The burning house was one of the largest in the little city, a building three stories in height; and before the excited volunteer fire companies could get a stream of water running, the fire was evidently beyond their control. It had broken out in the lower story, near the stairway; and finding that efforts to stay its course were idle, the firemen and spectators did little more than place ladders at a second-story window for the escape of the family, who had been sleeping. When all were out, there was nothing to do but to stand and watch the bonfire, as no other house was near enough to be in danger.
Presently a head appeared at one of the windows of the third story, and a cry for help was heard. A shudder ran through the crowd, for there was no help to be given. The fire had burned both the stairways, and there was no ladder long enough to reach beyond the second story. Some of the spectators stood stupefied; others ran about aimlessly, trying to do something, but having no idea what.
Meantime the boy at the window cried aloud and piteously for help. His father and mother were not less frantic than he.
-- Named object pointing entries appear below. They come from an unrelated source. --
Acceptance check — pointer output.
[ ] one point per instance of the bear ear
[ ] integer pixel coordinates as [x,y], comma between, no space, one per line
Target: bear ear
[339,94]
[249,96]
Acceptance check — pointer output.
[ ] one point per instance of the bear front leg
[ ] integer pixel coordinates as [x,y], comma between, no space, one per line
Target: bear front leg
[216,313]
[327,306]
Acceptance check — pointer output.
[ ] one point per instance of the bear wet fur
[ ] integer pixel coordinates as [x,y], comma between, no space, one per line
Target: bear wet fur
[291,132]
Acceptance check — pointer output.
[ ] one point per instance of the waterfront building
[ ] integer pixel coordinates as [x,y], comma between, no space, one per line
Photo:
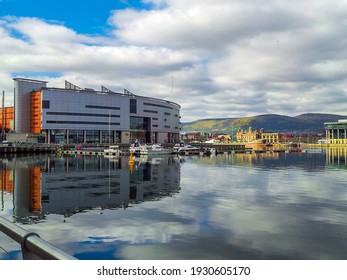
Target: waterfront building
[336,132]
[6,118]
[83,115]
[246,136]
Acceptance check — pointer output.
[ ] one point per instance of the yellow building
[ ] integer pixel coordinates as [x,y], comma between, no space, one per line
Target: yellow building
[251,136]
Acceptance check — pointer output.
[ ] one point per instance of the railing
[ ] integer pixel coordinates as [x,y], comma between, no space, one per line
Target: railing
[32,246]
They had believed that all the family were safely out, supposing that Hen—for it was Hen Little—had passed down one flight from his third-story bedroom, and had escaped with the rest. Seeing him now at the window, they lost their wits, and cried to him to leap out, without thinking that to do so would be instant death to him. Yet there was apparently nothing to be done, and the situation was appalling. The crowd shuddered to think that the boy, whom they all knew, must be burned to death there in their sight.
Presently a cry arose at the rear of the crowd, and Vic Whitney came running with all his might, shouting:
"Don't jump, Hen! Stay where you are! Don't jump out!"